THE POSITION:STACK is looking for an Infrastructure Reliability Engineer with subject matter expertise in electrical systems who will act as a key member of STACK's Critical Operations team. This position will play a vital role in ensuring the ongoing performance, resiliency, and evolution of infrastructure systems across STACK's portfolio. This role requires deep technical fluency in data center power and cooling systems, a forensic mindset for failure analysis, and a proactive approach to risk reduction. Responsibilities include but are not limited to:
- Lead deep-dive investigations and RCAs for electrical infrastructure failures, including UPS systems, switchgear, breakers, relays, generators, grounding systems, STS behavior, VFD interactions, controls, and power quality disturbances
- Evaluate electrical system performance under abnormal, fault, or degraded conditions (e.g., grounding faults, harmonics, transient events, protective coordination, voltage distortion, transfer events) to identify systemic vulnerabilities
- Engage OEMs and vendors to challenge technical assumptions and advocate for long-term improvements
- Support the evolution of maintenance standards and asset strategy for high-risk or complex systems (e.g., power distribution, cooling)
- Collaborate with Workforce Development to enhance technical training for site teams based on lessons from event investigations
- Contribute to availability reporting, event response improvement, and risk trend monitoring to ensure SLA commitments are met
- Inform and influence the design review and turnover process by identifying gaps in infrastructure handoffs, system limitations, or commissioning practices
- Develop system-level failure mode mitigation strategies that improve uptime performance and reduce repeat incidents
- Partner with Operations, Engineering and Construction to review electrical design assumptions, protective schemes, equipment compatibility, and commissioning practices to identify long-term reliability risks prior to or following operational events
THE DETAILS:- Location: Manassas or Sterling, VA, Portland, OR, Chicago (CHI), or Dallas-Fort Worth (DFW)
- Benefits: Healthcare, Dental Care, Vision Insurance, Life Insurance, Paid Time Off, Paid Leave Programs
- Travel: 25% domestically
- Must be eligible to work in the United States
- Must pass a comprehensive background screening
MUST-HAVE QUALIFICATIONS:- 5-8 years of experience in critical infrastructure environments (e.g., data centers, substations, power generation, or utility systems)
- Strong technical fluency in mission-critical electrical systems, including power distribution architecture, UPS systems, generators, grounding methodologies, protective relays, switchgear, controls integration, and power quality analysis
- Experience analyzing electrical failures through waveform data, event logs, relay coordination, commissioning findings, or forensic troubleshooting
- Working knowledge of electrical system design intent versus operational field realities, including maintainability, equipment compatibility, and fault response
- Hands-on experience with root cause analysis and reliability methodologies (e.g., FMEA, RCM)
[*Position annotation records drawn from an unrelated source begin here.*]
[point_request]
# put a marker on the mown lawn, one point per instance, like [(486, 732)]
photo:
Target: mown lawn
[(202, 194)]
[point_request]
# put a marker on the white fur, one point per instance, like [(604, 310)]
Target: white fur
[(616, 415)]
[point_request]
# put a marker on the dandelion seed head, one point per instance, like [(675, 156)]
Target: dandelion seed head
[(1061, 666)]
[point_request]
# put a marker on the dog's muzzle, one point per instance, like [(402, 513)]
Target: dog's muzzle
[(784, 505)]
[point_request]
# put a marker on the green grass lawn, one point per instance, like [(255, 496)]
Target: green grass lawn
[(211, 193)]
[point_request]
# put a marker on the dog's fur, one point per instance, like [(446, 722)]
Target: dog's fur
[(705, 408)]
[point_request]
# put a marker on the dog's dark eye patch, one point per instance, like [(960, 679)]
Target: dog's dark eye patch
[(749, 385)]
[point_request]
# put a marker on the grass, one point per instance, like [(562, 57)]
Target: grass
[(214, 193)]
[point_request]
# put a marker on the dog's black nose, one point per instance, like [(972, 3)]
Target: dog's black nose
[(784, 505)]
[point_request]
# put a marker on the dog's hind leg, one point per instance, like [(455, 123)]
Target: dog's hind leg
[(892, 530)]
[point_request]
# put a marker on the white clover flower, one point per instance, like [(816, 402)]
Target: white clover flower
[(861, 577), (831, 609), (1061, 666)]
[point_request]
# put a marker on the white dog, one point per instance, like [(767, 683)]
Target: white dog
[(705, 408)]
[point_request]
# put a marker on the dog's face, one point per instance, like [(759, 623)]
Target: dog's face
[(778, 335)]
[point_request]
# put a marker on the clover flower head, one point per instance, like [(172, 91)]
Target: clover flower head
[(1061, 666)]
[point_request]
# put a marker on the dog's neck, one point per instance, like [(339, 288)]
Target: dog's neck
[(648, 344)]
- Demonstrated ability to work across disciplines (Ops, Eng, Vendors, Construction) to resolve complex technical issues
- Expertise with commissioning (Cx) and infrastructure design review processes
- Ability to analyze performance data and translate findings into practical improvements
- Bachelor's degree in Engineering or equivalent experience with high technical competency
THIS MIGHT BE RIGHT FOR YOU IF:- You are a strong communicator, you are persuasive and clear, blending analytics with experience in decision-making.
- You do not get flustered easily. You can juggle multiple priorities while balancing urgent requests with shifting timelines and deliverables.
- You are a team builder. You take the time to understand and develop the strengths of your resources while formulating long-term plans for the growth and success of the team.
- You are naturally curious and driven toward continual improvement. While you celebrate your successes, you take time to review and analyze campaigns for future learning.